Stephen and I used to watch a lot of movies together. Now, we watch a lot of TV together. Typical, I suppose for people who have been married nine years. TV replaced movies, though, because TV has just gotten better. No, I'm not speaking from a moral point of view. I'm speaking from a character development and interesting plotline point of view. We tend to watch shows well after they've aired on television, seasons at a time. Mostly because we don't pay for cable, but rely on Netflix and Hulu to provide our television entertainment. There are some shows we can't agree on. He likes Fringe which I just cannot follow. I watch The Office which he just cannot laugh at. There have been lots of series that we've loved and watched together like LOST, Mad Men, Big Love and Dexter.
We are currently watching Friday Night Lights. He picked it from Netflix which surprised me. I had always assumed it was just a bad teenage soap opera. I think I heard an interview with the creator on Fresh Air one time. I think that was the first time I even considered taking it seriously. I have a lot of trust in Terry Gross.
So we start watching, and I think both of us were immediately hooked. Yes, there is a lot of underage drinking, but it feels more European in some way, like kids from Texas grew up drinking cheap beer at the dinner table which makes it culturally ok. Every man in the series has been in at least one fist fight, which is a bit far fetched. But what do I know? I've never lived in a small, football crazy Texas town. There is less sexual restraint than one might hope for, but everyone is not sleeping with EVERYONE else like most good soap operas (including shows like Grey's Anatomy).

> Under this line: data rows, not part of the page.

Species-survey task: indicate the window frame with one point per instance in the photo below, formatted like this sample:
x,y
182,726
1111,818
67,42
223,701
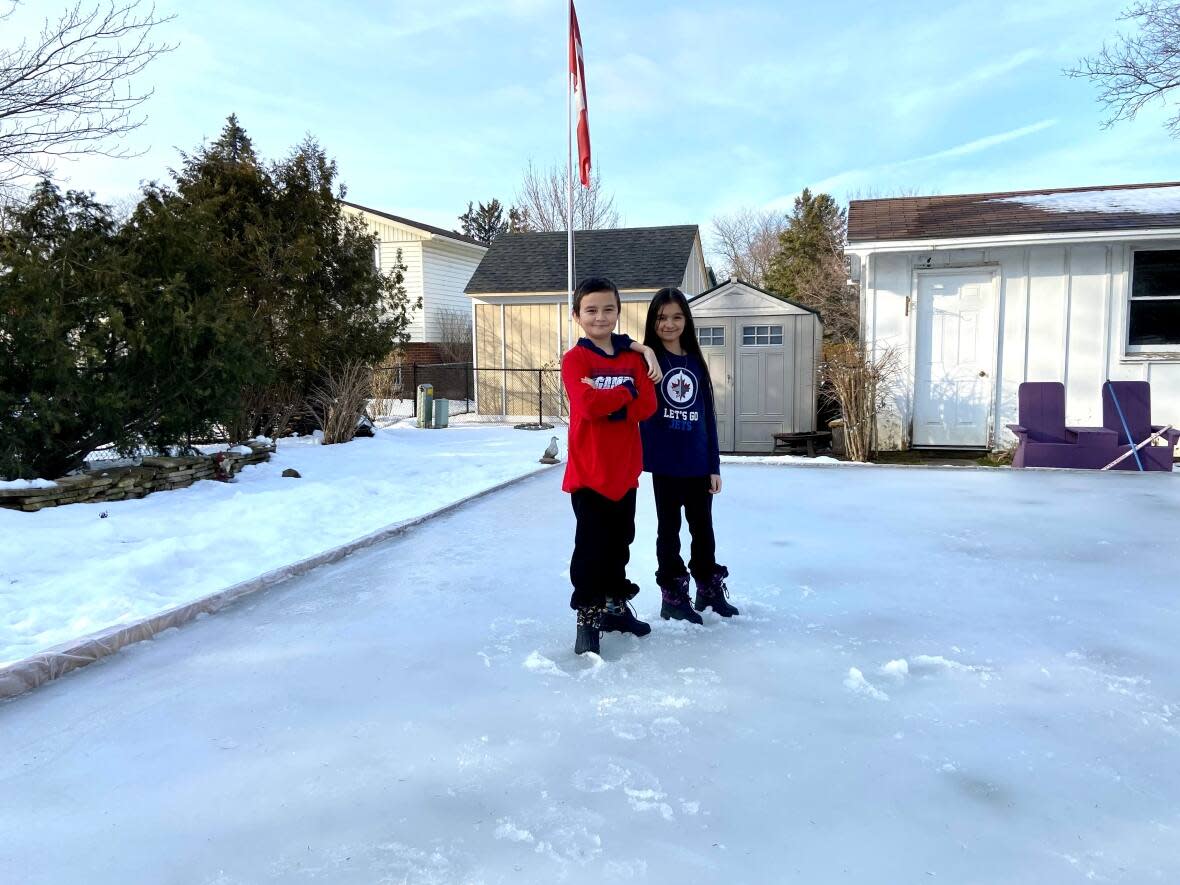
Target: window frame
x,y
769,335
1131,349
716,335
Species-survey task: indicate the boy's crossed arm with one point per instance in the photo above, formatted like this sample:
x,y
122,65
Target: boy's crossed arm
x,y
588,399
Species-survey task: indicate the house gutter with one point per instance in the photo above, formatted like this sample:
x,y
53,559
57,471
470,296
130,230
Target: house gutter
x,y
984,242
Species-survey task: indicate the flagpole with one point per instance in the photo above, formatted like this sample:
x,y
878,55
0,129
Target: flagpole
x,y
569,197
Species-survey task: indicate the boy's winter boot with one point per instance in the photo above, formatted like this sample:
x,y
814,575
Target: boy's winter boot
x,y
589,622
713,594
618,616
676,603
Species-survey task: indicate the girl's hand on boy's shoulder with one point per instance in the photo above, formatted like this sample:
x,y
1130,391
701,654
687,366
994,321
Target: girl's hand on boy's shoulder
x,y
654,372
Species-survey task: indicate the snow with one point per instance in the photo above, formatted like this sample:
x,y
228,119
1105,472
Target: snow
x,y
414,713
70,571
1142,201
27,484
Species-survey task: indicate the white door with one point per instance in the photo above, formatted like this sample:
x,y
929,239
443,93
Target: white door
x,y
716,345
956,347
760,381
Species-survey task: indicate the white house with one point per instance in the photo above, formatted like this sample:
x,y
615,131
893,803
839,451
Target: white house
x,y
439,263
978,293
761,351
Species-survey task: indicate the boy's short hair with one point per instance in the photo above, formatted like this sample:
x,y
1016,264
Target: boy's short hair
x,y
595,283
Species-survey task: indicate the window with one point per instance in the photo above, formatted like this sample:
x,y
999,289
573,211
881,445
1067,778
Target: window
x,y
712,335
1153,316
761,335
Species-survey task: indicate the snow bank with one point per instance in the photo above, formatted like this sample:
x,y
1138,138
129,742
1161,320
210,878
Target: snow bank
x,y
131,559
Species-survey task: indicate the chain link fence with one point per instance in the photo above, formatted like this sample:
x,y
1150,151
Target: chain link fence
x,y
489,394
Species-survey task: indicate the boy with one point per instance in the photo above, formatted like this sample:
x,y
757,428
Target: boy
x,y
609,395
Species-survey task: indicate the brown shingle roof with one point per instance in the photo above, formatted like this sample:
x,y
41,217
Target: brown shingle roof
x,y
1120,207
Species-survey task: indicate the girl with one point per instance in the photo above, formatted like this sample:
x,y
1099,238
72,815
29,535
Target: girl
x,y
680,451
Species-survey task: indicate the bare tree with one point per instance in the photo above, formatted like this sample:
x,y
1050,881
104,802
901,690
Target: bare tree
x,y
67,92
1140,66
860,381
747,241
454,335
543,198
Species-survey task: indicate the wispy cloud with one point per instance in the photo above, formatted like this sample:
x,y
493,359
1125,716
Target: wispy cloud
x,y
917,100
887,172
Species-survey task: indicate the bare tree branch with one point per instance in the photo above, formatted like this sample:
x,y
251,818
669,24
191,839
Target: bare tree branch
x,y
543,198
747,241
1138,67
69,91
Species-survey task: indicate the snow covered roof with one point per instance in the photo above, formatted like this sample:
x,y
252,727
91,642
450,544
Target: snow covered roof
x,y
633,257
1121,207
417,225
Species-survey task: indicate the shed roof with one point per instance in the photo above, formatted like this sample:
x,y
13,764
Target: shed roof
x,y
633,257
1118,207
753,288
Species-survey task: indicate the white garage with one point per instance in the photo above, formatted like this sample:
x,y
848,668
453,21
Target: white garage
x,y
762,352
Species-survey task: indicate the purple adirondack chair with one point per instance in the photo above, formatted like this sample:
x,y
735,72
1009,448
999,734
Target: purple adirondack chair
x,y
1135,399
1046,441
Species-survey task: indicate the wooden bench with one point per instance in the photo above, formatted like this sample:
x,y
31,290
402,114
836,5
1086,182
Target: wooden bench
x,y
794,441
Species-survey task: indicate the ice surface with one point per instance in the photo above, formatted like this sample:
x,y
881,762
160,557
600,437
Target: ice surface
x,y
415,714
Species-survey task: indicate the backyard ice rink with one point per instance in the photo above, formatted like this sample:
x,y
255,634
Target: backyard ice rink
x,y
962,676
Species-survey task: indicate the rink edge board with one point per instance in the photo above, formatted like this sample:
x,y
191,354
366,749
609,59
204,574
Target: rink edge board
x,y
35,670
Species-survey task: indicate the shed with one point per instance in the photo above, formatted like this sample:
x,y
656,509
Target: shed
x,y
762,352
977,293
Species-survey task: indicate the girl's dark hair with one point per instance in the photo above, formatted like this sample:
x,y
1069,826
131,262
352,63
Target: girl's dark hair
x,y
595,283
672,295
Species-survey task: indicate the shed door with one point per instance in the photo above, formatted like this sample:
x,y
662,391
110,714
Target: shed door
x,y
764,401
955,358
716,343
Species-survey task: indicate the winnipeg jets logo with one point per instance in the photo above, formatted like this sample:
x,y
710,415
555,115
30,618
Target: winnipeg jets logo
x,y
680,387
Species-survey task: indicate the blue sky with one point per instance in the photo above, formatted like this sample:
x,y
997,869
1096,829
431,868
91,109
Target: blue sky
x,y
696,109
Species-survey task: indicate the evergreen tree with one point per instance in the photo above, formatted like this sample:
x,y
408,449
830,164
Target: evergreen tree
x,y
485,223
93,353
518,221
808,266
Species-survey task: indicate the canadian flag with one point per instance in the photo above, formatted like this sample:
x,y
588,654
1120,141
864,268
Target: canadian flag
x,y
578,84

And I'm pretty sure this show was made for NBC so there isn't any of the Showtime or HBO nudity (I won't judge for you whether that's a good thing or bad thing). Most relationships last for more than one season, and several last for the whole series (well, we've only seen the first four seasons). Oh, and, thus far, only two people have died, only one person has become paralyzed, and only one teenage pregnancy has ensued (but she was nineteen so does that even count?).
All in all, this show does drama in a down to earth kind of way. You fall in love with most every character (and the writers are great about ditching story lines that are too ridiculous and fading out characters that have run their course). I'm in a place where I still can relate to the cares of a freedom seeking teenager and can also relate to the adults' desire to inspire. After one moving speech by the character Smash's mother, I looked at Stephen and said, "Now that is how you raise a son."